A fervent Catholic who himself converted in 2019, Vance said on Friday that pushback against his remarks reek of "anti-Christian bigotry."
The 41-year-old was asked about raising their three children in an interfaith marriage at a Turning Point USA event honoring assassinated right-wing activist Charlie Kirk at the University of Mississippi on Wednesday.
"Do I hope eventually that she is somehow moved by the same thing that I was moved in by church? Yeah, I honestly do wish that," he said.
"But if she doesn’t, then God says everybody has free will, and so that doesn't cause a problem for me."
Vance, who has been tipped by President Donald Trump as a likely candidate in the 2028 US election, then responded to criticism of his remarks on social media.
Replying to one critic who accused him on X of throwing the Second Lady’s religion "under the bus" to placate right-wingers, Vance replied: "What a disgusting comment, and it's hardly been the only one along these lines."
"She is not a Christian and has no plans to convert, but like many people in an interfaith marriage — or any interfaith relationship — I hope she may one day see things as I do," Vance wrote.
Usha Vance was born in San Diego to parents who emigrated from India.
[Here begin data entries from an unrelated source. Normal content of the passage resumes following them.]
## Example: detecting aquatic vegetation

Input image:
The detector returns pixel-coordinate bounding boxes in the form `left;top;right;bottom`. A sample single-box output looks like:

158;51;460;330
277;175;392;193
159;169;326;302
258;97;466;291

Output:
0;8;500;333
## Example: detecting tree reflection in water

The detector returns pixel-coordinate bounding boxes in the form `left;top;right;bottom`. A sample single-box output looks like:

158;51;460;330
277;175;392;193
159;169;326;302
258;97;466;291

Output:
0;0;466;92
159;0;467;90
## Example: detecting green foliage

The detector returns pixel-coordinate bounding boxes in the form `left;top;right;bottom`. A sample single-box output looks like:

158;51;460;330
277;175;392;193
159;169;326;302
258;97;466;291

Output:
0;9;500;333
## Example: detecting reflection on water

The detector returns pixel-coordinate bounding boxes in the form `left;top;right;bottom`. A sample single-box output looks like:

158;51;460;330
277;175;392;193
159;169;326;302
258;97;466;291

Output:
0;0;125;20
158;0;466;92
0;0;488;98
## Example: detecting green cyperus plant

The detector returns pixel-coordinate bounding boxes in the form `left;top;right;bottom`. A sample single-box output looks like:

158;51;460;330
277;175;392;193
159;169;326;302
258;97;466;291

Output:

She told Fox News in 2024 that her parents’ Hindu religion helped make them "really good people."
Vance was raised as an evangelical in a chaotic and sometimes deprived upbringing that he described in his memoir "Hillbilly Elegy."
The couple met at Yale Law School and married in 2014.
Since Vance’s conversion to Catholicism five years later, he has frequently spoken about how his faith has informed his conservative political views.